Will gave an exasperated sigh. “You know I didn’t mean to offend you.”

“Yes, I do know that.” She remembered that she hadn’t cleaned off her brushes yet—if the paint on them dried, they’d be ruined. She dipped a rag in turpentine and wiped off the bristles. “It is just that you don’t know what it’s like, for people like me. I don’t quite fit in anywhere.”

“I might know better than you think.”

“You? You fit in perfectly.”

“Not since I got back from the war, I don’t.”

She considered this. He had said that he’d been over there for almost two years. “I suppose I can imagine that. If you’ve been through hell, and no one else around you has...actually, I guess no one can imagine it. And that’s the problem, isn’t it?”

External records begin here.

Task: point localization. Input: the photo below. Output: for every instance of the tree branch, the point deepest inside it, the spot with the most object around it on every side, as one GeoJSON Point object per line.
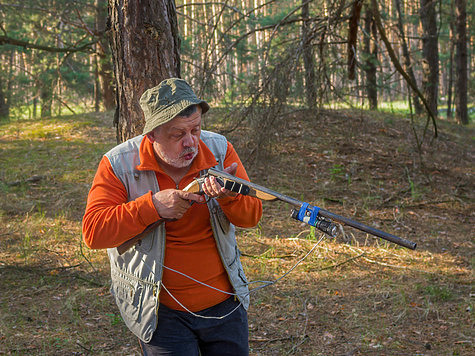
{"type": "Point", "coordinates": [4, 40]}
{"type": "Point", "coordinates": [398, 65]}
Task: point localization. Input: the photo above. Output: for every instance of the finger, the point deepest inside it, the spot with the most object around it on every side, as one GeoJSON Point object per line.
{"type": "Point", "coordinates": [190, 196]}
{"type": "Point", "coordinates": [231, 169]}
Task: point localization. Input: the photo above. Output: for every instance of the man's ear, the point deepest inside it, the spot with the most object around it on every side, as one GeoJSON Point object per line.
{"type": "Point", "coordinates": [151, 136]}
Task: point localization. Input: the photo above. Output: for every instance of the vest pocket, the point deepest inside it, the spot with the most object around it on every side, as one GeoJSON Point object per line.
{"type": "Point", "coordinates": [128, 296]}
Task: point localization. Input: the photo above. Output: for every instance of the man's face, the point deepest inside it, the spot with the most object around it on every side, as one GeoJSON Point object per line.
{"type": "Point", "coordinates": [176, 142]}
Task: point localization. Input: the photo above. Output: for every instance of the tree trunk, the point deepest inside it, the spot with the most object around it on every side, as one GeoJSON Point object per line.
{"type": "Point", "coordinates": [4, 109]}
{"type": "Point", "coordinates": [371, 58]}
{"type": "Point", "coordinates": [145, 47]}
{"type": "Point", "coordinates": [407, 58]}
{"type": "Point", "coordinates": [451, 63]}
{"type": "Point", "coordinates": [308, 58]}
{"type": "Point", "coordinates": [461, 114]}
{"type": "Point", "coordinates": [430, 53]}
{"type": "Point", "coordinates": [104, 61]}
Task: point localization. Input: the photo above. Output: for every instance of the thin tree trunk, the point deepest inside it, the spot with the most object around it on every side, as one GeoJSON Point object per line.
{"type": "Point", "coordinates": [430, 53]}
{"type": "Point", "coordinates": [145, 47]}
{"type": "Point", "coordinates": [104, 60]}
{"type": "Point", "coordinates": [461, 114]}
{"type": "Point", "coordinates": [451, 63]}
{"type": "Point", "coordinates": [308, 58]}
{"type": "Point", "coordinates": [407, 58]}
{"type": "Point", "coordinates": [371, 58]}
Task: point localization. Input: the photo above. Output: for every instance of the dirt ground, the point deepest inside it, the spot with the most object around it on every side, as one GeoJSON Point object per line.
{"type": "Point", "coordinates": [352, 295]}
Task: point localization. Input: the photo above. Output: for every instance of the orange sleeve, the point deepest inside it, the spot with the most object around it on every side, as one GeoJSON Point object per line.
{"type": "Point", "coordinates": [110, 219]}
{"type": "Point", "coordinates": [243, 211]}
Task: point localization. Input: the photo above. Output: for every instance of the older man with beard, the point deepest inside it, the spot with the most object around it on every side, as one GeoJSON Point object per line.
{"type": "Point", "coordinates": [182, 290]}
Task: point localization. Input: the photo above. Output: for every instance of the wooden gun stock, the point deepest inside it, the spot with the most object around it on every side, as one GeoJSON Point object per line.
{"type": "Point", "coordinates": [193, 187]}
{"type": "Point", "coordinates": [311, 215]}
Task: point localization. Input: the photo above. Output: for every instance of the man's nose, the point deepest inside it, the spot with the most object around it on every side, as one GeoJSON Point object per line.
{"type": "Point", "coordinates": [188, 140]}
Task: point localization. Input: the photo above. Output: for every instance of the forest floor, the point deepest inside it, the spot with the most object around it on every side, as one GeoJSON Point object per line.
{"type": "Point", "coordinates": [353, 295]}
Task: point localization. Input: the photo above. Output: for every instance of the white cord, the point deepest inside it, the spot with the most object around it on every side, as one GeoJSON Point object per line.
{"type": "Point", "coordinates": [266, 284]}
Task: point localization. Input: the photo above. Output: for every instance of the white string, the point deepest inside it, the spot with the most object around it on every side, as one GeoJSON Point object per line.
{"type": "Point", "coordinates": [198, 315]}
{"type": "Point", "coordinates": [265, 284]}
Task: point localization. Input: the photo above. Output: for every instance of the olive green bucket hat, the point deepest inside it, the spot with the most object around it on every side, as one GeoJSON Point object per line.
{"type": "Point", "coordinates": [165, 101]}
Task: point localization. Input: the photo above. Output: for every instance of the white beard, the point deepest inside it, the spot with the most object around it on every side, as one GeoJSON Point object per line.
{"type": "Point", "coordinates": [180, 161]}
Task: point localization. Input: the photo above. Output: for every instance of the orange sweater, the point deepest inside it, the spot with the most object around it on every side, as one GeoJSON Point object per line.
{"type": "Point", "coordinates": [190, 246]}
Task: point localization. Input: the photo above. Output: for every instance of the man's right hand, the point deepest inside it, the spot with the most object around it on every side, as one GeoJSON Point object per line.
{"type": "Point", "coordinates": [173, 204]}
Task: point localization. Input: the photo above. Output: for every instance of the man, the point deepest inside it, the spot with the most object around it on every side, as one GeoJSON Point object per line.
{"type": "Point", "coordinates": [182, 290]}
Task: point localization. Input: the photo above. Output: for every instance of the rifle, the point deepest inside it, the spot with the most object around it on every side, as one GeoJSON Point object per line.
{"type": "Point", "coordinates": [314, 216]}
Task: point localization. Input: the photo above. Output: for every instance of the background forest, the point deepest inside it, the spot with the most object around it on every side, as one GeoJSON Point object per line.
{"type": "Point", "coordinates": [364, 108]}
{"type": "Point", "coordinates": [55, 56]}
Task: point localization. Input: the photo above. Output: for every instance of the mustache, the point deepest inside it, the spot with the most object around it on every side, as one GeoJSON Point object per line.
{"type": "Point", "coordinates": [188, 150]}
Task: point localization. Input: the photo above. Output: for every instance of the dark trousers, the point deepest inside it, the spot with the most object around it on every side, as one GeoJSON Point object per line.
{"type": "Point", "coordinates": [180, 333]}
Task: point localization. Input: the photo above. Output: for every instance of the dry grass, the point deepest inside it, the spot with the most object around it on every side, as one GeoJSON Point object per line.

Will gave a mirthless chuckle. “You are constantly amazing me.”

“What do you mean?”

“No one else understands that it might be strange to be back. Everyone talking about the things they’ve always talked about, doing all the things they’ve always done...”

“And meanwhile, you know about all those things that are happening over there,” she finished for him.

“I didn’t mean to start talking about
that
,” he said abruptly. “It’s not something a woman wants to hear about.”

“You talk to your gentleman friends about it, then?”

“I don’t need to talk to anyone about it. All I need to do is forget about it.” Genevieve supposed he might be correct.

“And you do an excellent job of making me forget,” he said. “I was thinking we should resume our lessons where we left off the other day.”

She felt a flutter of anger—and anticipation. “We agreed to Tuesday nights, I believe.”

“Come, Miss Bell. You will admit that I didn’t know, at the time, exactly what I was agreeing to.” His gaze raked over her. “Surely you have already made plans for the next lesson. You are not merely improvising as you go along, I hope.”